Judith Slaying Holofernes

  • Artist: Artemisia Gentileschi
  • Year: 1610

Historically, it hasn’t been easy for women artists to break into the big time, but Baroque painter Artemisia Gentileschi did just that, exercising her demons in the process. Sexually assaulted at 18, Gentileschi angrily confronted her attacker in a public trial which ultimately set him free. She channeled her ensuing rage into her work, notably “Judith Slaying Holofernes,” which depicts determined Old Testament heroine Judith severing the head of the drunken Babylonian general.

Salvator Mundi

– Artist: Leonardo da Vinci

– Year: 1500

Believed for years to be the product of his atelier, or even a copy of a lost work by the Renaissance master, “Salvator Mundi” sold at auction in November 2017 for a cool $450.3 million after scholars reached a consensus that the painting was the work of da Vinci. Thought to be bound for the Louvre Abu Dhabi, the small panel disappeared from public view immediately after auction at Christie’s. It is believed to be in the possession of a Saudi prince (possibly Mohammed bin Salman Al Saud), either locked away in a Swiss bank vault, or displayed on a luxury yacht somewhere on the high seas.
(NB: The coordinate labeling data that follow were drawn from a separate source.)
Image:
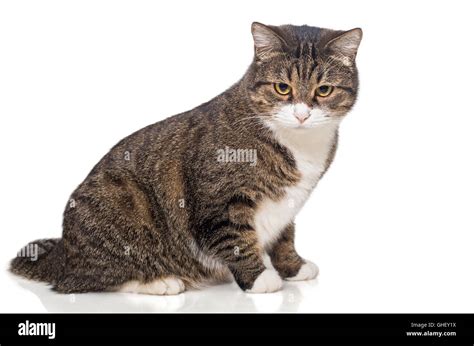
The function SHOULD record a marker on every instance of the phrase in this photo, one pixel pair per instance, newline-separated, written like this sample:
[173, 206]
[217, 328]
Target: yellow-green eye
[324, 90]
[282, 88]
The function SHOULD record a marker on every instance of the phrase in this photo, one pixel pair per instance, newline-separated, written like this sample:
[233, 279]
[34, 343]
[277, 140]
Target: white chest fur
[310, 148]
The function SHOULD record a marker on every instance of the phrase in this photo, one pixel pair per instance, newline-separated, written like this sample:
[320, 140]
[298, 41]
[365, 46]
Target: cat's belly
[272, 217]
[310, 151]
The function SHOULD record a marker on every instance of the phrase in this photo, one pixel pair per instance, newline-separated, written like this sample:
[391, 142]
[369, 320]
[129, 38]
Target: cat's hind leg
[286, 260]
[162, 286]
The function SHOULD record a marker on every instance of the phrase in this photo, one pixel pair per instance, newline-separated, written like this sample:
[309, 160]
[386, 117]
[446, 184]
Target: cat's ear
[346, 43]
[266, 41]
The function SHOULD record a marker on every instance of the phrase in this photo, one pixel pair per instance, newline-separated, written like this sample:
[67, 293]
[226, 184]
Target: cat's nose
[301, 112]
[301, 117]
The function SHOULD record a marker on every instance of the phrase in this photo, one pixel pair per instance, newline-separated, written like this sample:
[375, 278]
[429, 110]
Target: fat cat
[165, 211]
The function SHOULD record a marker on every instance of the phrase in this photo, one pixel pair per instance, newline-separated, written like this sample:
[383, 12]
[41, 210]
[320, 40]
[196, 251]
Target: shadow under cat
[221, 298]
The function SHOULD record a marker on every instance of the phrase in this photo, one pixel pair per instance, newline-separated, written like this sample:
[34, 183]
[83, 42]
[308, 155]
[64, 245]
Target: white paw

– Artist: Sandro Botticelli

– Year: 1477–1482

Christened “Primavera” by pioneering art historian Giorgio Vasari in 1550, Boticelli’s mysterious masterwork originally lacked a title. Although its precise meaning remains enigmatic, “Primavera” is an allegorical work inspired by classical mythology, depicting the transformation of the nymph Chloris into Flora, the goddess of spring. Commissioned by a member of the powerful Medici clan, it has been suggested that figures in the composition were modeled on members of the family.

The Night Watch


The creator of this painting, Rembrandt, is considered to be one of the best artists in the world. Creating many masterpieces which remained a true wonder to other artists. The Night Watch is one of his paintings. Completed in the year 1642, the shown characters are Captain Frans Banning Cocq and company. The creator, Rembrandt was expensively paid to create this painting.
The painting was removed from the Rijksmuseum in September 1939, at the onset of World War II. The canvas was detached from its frame and rolled around a cylinder. The rolled painting was stored for four years in a special safe that was built to protect many works of art in the caves of Maastricht, Netherlands. After the end of the war, the canvas was re-mounted, restored, and returned to the Rijksmuseum.